Department of General Surgery, The First Affiliated Hospital of Xiamen University, Xiamen, Fujian 361003, China.
Cell Death Differ. 2015 Nov;22(11):1812-23. doi: 10.1038/cdd.2015.34. Epub 2015 Apr 23.
Mitophagy mediates clearance of dysfunctional mitochondria, and represents one type of mitochondrial quality control, which is essential for optimal mitochondrial bioenergetics. p32, a chaperone-like protein, is crucial for maintaining mitochondrial membrane potential and oxidative phosphorylation. However, the relationship between p32 and mitochondrial homeostasis has not been addressed. Here, we identified p32 as a key regulator of ULK1 stability by forming complex with ULK1. p32 depletion potentiated K48-linked but impaired K63-linked polyubiquitination of ULK1, leading to proteasome-mediated degradation of ULK1. As a result, silencing p32 profoundly impaired starvation-induced autophagic flux and the clearance of damaged mitochondria caused by mitochondrial uncoupler. Importantly, restoring ULK1 expression in p32-depleted cells rescued autophagy and mitophagy defects. Our findings highlight a cytoprotective role of p32 under starvation conditions by regulating ULK1 stability, and uncover a crucial role of the p32-ULK1-autophagy axis in coordinating stress response, cell survival and mitochondrial homeostasis.
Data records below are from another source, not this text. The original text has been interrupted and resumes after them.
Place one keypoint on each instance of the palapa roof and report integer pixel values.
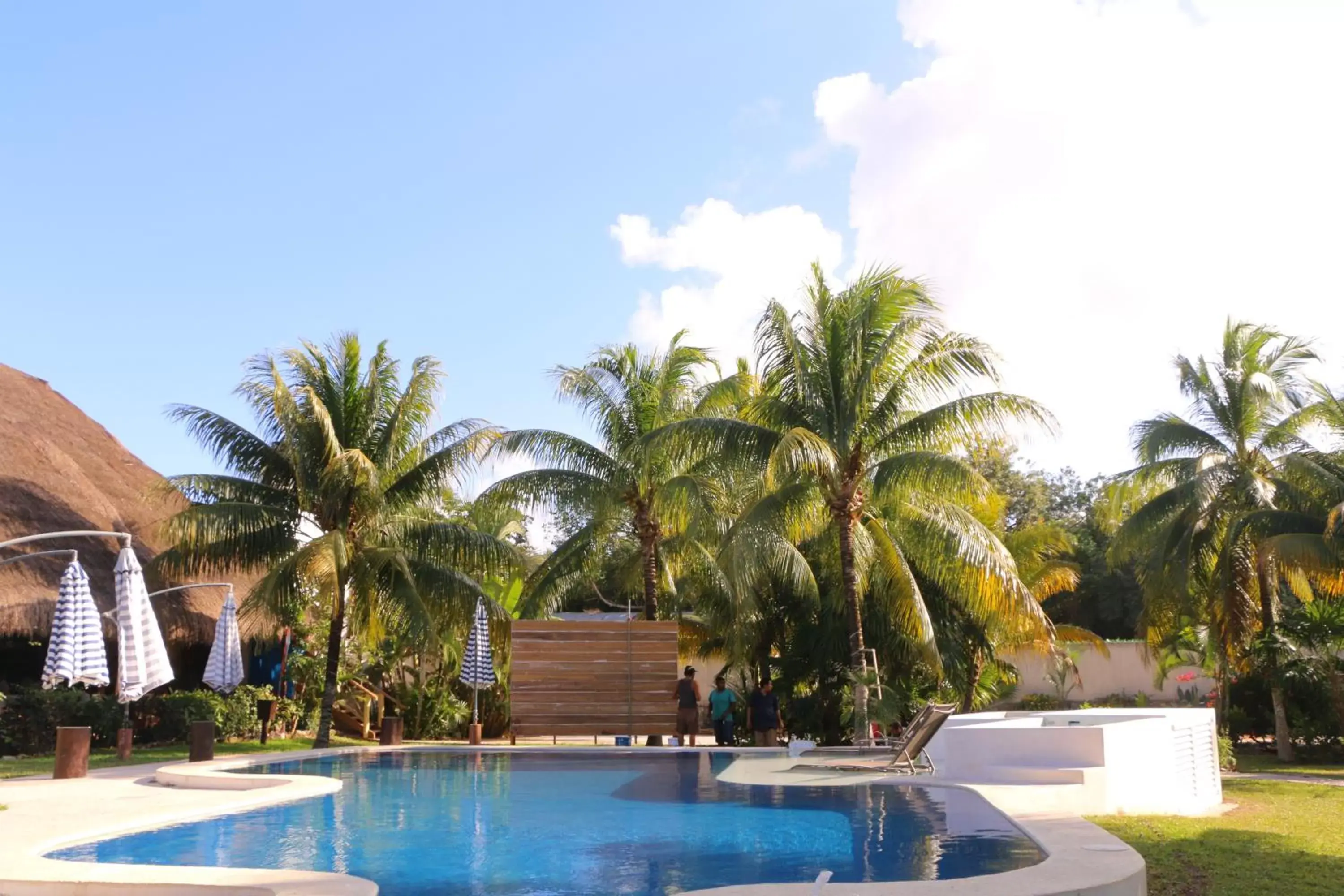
(61, 470)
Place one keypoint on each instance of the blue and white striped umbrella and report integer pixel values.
(142, 659)
(225, 667)
(76, 653)
(478, 664)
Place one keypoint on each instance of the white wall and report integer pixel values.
(1128, 671)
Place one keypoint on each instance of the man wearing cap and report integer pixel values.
(687, 695)
(764, 719)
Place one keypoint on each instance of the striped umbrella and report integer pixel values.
(76, 653)
(478, 663)
(142, 659)
(225, 668)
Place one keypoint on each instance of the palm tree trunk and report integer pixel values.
(334, 644)
(1269, 620)
(854, 616)
(968, 698)
(648, 550)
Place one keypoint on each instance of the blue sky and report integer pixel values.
(507, 187)
(186, 185)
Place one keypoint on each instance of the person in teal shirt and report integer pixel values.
(721, 712)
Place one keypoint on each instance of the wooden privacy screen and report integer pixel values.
(593, 677)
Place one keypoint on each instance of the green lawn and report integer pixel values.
(1283, 839)
(108, 758)
(1258, 762)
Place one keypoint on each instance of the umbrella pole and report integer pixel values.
(474, 732)
(125, 734)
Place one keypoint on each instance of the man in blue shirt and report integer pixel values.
(721, 711)
(764, 718)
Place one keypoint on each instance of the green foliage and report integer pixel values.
(1041, 702)
(1226, 754)
(178, 710)
(345, 447)
(30, 718)
(621, 500)
(431, 712)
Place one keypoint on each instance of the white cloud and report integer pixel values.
(1094, 186)
(749, 260)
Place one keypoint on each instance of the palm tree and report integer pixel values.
(854, 431)
(336, 492)
(1202, 482)
(625, 496)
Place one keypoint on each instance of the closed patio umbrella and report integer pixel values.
(76, 653)
(478, 663)
(142, 659)
(225, 667)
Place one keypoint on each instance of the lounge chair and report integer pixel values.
(906, 750)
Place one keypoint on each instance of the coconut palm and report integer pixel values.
(855, 433)
(338, 492)
(1203, 480)
(625, 496)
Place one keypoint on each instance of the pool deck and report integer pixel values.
(49, 814)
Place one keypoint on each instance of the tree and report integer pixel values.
(338, 491)
(624, 495)
(855, 435)
(1201, 481)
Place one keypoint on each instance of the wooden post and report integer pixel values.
(265, 714)
(390, 735)
(202, 746)
(124, 738)
(72, 753)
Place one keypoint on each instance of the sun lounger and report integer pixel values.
(904, 755)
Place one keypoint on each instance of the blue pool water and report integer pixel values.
(422, 823)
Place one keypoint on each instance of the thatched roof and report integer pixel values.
(61, 470)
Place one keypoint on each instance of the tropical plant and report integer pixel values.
(1201, 481)
(336, 495)
(854, 432)
(627, 496)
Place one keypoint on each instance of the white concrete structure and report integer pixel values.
(1092, 761)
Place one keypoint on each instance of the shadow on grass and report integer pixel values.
(1232, 863)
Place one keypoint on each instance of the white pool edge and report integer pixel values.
(1081, 859)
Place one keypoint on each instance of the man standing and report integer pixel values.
(721, 711)
(687, 695)
(764, 718)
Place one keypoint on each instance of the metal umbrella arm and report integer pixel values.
(73, 555)
(198, 585)
(73, 534)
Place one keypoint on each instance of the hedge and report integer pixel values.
(30, 718)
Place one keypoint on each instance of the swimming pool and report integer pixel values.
(647, 824)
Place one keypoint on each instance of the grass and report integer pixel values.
(1283, 839)
(108, 758)
(1264, 762)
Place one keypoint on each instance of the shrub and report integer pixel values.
(175, 711)
(1226, 754)
(237, 714)
(432, 712)
(30, 718)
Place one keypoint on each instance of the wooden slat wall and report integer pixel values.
(593, 677)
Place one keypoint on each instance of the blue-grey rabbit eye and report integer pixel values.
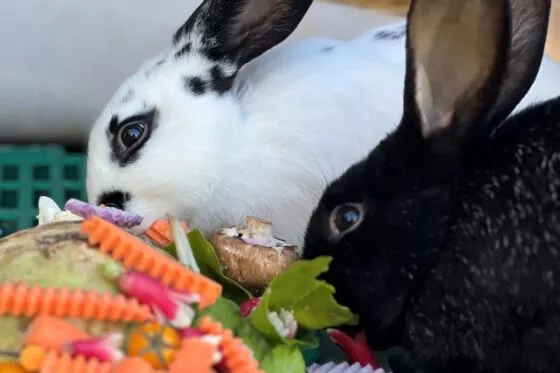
(345, 218)
(130, 134)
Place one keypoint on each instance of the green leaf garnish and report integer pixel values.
(223, 311)
(298, 290)
(283, 358)
(210, 267)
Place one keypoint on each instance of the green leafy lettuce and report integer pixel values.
(298, 290)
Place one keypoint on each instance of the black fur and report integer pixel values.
(234, 32)
(458, 255)
(195, 85)
(114, 198)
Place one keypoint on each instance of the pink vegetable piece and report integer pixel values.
(190, 333)
(357, 349)
(166, 304)
(113, 215)
(249, 306)
(106, 348)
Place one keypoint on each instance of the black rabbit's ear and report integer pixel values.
(529, 26)
(238, 31)
(456, 58)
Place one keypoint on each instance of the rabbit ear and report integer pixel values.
(456, 58)
(529, 26)
(238, 31)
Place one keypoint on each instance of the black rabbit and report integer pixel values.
(446, 238)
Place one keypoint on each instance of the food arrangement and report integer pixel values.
(85, 292)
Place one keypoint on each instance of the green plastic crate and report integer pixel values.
(28, 172)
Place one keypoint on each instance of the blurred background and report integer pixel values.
(61, 61)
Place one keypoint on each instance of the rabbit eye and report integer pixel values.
(345, 218)
(131, 134)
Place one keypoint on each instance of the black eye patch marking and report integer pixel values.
(183, 51)
(196, 85)
(115, 198)
(125, 152)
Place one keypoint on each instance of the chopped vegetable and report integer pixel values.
(357, 348)
(105, 348)
(167, 305)
(297, 290)
(31, 357)
(20, 299)
(160, 232)
(135, 254)
(113, 215)
(210, 267)
(154, 343)
(52, 332)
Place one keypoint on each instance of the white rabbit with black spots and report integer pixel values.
(226, 124)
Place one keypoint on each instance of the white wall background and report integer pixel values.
(61, 60)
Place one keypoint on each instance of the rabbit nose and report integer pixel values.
(114, 198)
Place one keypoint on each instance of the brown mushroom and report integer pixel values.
(252, 256)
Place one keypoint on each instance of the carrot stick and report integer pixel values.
(64, 363)
(160, 232)
(238, 357)
(133, 365)
(52, 332)
(195, 355)
(21, 299)
(135, 254)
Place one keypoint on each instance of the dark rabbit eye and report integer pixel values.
(131, 134)
(345, 218)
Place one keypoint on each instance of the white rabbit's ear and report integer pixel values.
(529, 26)
(457, 53)
(237, 31)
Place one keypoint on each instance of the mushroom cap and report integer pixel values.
(252, 266)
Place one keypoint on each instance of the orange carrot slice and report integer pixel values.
(160, 232)
(132, 365)
(135, 254)
(52, 332)
(12, 367)
(155, 343)
(195, 355)
(238, 357)
(31, 358)
(21, 299)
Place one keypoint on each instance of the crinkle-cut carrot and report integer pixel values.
(55, 362)
(12, 367)
(195, 355)
(135, 254)
(31, 357)
(52, 332)
(23, 300)
(133, 364)
(238, 357)
(160, 232)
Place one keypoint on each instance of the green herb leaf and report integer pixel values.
(283, 358)
(253, 339)
(223, 311)
(297, 289)
(210, 267)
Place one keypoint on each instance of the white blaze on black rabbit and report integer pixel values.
(454, 253)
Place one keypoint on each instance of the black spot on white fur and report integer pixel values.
(114, 198)
(183, 51)
(220, 82)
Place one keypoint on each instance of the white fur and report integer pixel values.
(297, 118)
线粒体自噬介导功能失调线粒体的清除,是线粒体质量控制的一种类型,对最佳线粒体生物能量学至关重要。p32是一种类似伴侣蛋白,对维持线粒体膜电位和氧化磷酸化至关重要。然而,p32与线粒体稳态之间的关系尚未得到探讨。在此,我们通过与ULK1形成复合物,确定p32是ULK1稳定性的关键调节因子。p32缺失增强了ULK1的K48连接的多聚泛素化,但损害了K63连接的多聚泛素化,导致蛋白酶体介导的ULK1降解。结果,沉默p32严重损害饥饿诱导的自噬通量以及线粒体解偶联剂引起的受损线粒体的清除。重要的是,在p32缺失的细胞中恢复ULK1表达可挽救自噬和线粒体自噬缺陷。我们的研究结果突出了p32在饥饿条件下通过调节ULK1稳定性发挥的细胞保护作用,并揭示了p32-ULK1-自噬轴在协调应激反应、细胞存活和线粒体稳态中的关键作用。